Site meeting with the builder and the architect. There is suspiciously less house than there was. I was reconciled to the loss of the kitchen wall but there are walls missing all over now. It is as if someone is rubbing out bits of my life. The meeting went quite well apart from the fact one of the cottages needs to be entirely replastered because of the state of the existing plaster work. "Is it in the spec?" I asked hopefully. No, it's not in the spec so that is an add-on cost. I spotted some cracks in the plaster work upstairs. It looked as though the wall was thinking about leaning backwards to get a better view of the sea. The builder reassured me that it would not be just gaily replastered. He slapped a hard-skinned, dusty hand against its fragile plaster skin. "We'll get a rubber mallet and we'll make sure it's all quite sound before we do the replastering." He slapped it again - brutish and professional. I did not find that as reassuring as he expected; I could tell the wall felt the same way.
It is the unpredictability of it all that I find mildly disconcerting; as if you had clambered on to a big red bus and said to the conductor: "A single to...well, wherever we end up." The downstairs concrete floor is uneven and I would like it to be warmer. There is a solution; polystyrene, chipboard and oak flooring. "Is it in the spec?" Funny you should ask - No. The last time I was up, I asked about stripping back the peeling painted beams in the living room. Today I was told the decorator had thought about it and said it would be very expensive (I already knew that was not in the spec); the builder suggested we might be better painting them in blackboard paint. Why would I want to paint them in blackboard paint of all things I wondered. Also, we have knocked down so many walls, there is an unsupported staircase which hangs in the middle of the living room. It looked OK on paper but in reality it is reminiscent of being on board a ship. I keep expecting a cabin boy to skip down it with a tankard of ale for the captain. I wondered whether it could be moved. It can't.

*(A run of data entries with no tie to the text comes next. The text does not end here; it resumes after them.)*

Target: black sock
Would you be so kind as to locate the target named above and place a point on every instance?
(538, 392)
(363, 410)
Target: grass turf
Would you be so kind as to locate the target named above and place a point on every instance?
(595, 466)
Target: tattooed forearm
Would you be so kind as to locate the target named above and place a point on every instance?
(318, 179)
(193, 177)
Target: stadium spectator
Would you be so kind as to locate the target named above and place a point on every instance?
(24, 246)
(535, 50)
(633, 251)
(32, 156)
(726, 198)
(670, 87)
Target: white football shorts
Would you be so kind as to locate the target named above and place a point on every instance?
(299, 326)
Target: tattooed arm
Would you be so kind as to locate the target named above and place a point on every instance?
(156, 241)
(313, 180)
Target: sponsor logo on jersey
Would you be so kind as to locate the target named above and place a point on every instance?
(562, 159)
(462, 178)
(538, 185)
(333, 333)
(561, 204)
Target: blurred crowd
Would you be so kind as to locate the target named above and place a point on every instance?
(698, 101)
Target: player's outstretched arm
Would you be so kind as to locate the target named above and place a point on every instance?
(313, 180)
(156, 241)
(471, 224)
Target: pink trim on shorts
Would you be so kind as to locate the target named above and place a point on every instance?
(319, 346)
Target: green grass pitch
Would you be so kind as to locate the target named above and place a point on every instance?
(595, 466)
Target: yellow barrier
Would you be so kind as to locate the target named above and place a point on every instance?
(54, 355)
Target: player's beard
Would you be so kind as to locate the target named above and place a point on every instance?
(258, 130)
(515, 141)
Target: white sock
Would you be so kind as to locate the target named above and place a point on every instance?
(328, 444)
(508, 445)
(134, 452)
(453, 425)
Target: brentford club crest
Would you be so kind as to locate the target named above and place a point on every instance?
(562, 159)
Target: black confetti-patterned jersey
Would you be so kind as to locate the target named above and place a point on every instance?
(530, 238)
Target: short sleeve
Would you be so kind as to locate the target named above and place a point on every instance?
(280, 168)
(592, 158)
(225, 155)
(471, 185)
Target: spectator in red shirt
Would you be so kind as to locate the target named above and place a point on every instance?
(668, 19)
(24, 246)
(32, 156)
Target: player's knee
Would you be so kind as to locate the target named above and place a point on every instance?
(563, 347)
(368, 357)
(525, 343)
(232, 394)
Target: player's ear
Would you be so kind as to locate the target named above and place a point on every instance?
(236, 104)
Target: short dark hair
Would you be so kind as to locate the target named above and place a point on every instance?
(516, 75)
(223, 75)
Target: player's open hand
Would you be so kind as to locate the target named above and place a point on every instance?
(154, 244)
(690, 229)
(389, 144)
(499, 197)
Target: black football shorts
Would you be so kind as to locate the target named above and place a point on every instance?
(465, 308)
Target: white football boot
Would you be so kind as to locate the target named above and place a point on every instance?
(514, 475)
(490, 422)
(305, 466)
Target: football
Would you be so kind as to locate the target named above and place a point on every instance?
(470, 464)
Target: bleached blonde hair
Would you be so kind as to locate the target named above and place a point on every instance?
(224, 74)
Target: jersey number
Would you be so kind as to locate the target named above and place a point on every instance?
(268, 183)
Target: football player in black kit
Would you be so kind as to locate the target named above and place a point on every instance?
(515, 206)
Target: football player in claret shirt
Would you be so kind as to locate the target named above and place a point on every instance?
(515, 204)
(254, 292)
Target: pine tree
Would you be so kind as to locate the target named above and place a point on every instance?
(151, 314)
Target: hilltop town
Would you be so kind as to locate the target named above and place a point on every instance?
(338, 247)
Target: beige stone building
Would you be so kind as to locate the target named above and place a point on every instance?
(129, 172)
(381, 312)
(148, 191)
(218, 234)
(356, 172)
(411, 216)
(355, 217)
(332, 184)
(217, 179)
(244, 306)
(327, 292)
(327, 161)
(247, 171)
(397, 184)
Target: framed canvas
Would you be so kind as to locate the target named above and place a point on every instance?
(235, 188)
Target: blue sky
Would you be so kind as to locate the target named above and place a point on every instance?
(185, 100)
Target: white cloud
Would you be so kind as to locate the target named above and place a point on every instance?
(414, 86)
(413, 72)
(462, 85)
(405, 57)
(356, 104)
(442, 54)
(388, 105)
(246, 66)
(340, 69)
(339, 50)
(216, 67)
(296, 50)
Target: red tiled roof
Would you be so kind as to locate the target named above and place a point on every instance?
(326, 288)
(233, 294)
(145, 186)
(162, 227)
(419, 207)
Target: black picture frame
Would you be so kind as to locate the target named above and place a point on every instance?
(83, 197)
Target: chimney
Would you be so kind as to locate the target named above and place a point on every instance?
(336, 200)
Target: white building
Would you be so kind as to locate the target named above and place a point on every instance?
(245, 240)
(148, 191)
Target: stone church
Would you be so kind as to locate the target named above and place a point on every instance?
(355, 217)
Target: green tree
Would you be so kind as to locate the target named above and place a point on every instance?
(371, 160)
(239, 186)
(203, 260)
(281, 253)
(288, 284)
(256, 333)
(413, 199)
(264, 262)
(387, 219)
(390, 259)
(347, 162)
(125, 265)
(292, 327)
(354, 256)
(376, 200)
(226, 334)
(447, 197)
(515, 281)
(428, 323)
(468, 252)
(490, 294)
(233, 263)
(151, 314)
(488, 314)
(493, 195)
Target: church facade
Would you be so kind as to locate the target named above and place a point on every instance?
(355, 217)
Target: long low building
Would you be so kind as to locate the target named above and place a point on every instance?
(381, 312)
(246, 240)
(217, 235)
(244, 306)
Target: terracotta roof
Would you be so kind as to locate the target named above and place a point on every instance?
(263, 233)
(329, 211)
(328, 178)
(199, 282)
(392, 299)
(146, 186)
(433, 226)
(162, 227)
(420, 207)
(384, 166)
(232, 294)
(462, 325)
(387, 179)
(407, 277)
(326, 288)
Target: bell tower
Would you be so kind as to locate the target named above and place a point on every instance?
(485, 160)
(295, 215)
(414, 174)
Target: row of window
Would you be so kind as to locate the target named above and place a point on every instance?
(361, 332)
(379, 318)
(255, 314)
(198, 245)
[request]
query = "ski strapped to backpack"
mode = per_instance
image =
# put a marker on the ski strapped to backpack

We were presented with a bill for the first four weeks of work: £7,500. I am sure it could have been worse. I still like my builder and the envelope could have had my name on it rather than my husband's. Why would they put his name on and not mine I wondered? The architect handed it to me; I looked at it and thought: "What the hell, it's not addressed to me." I smiled cheerfully at my husband and passed it along.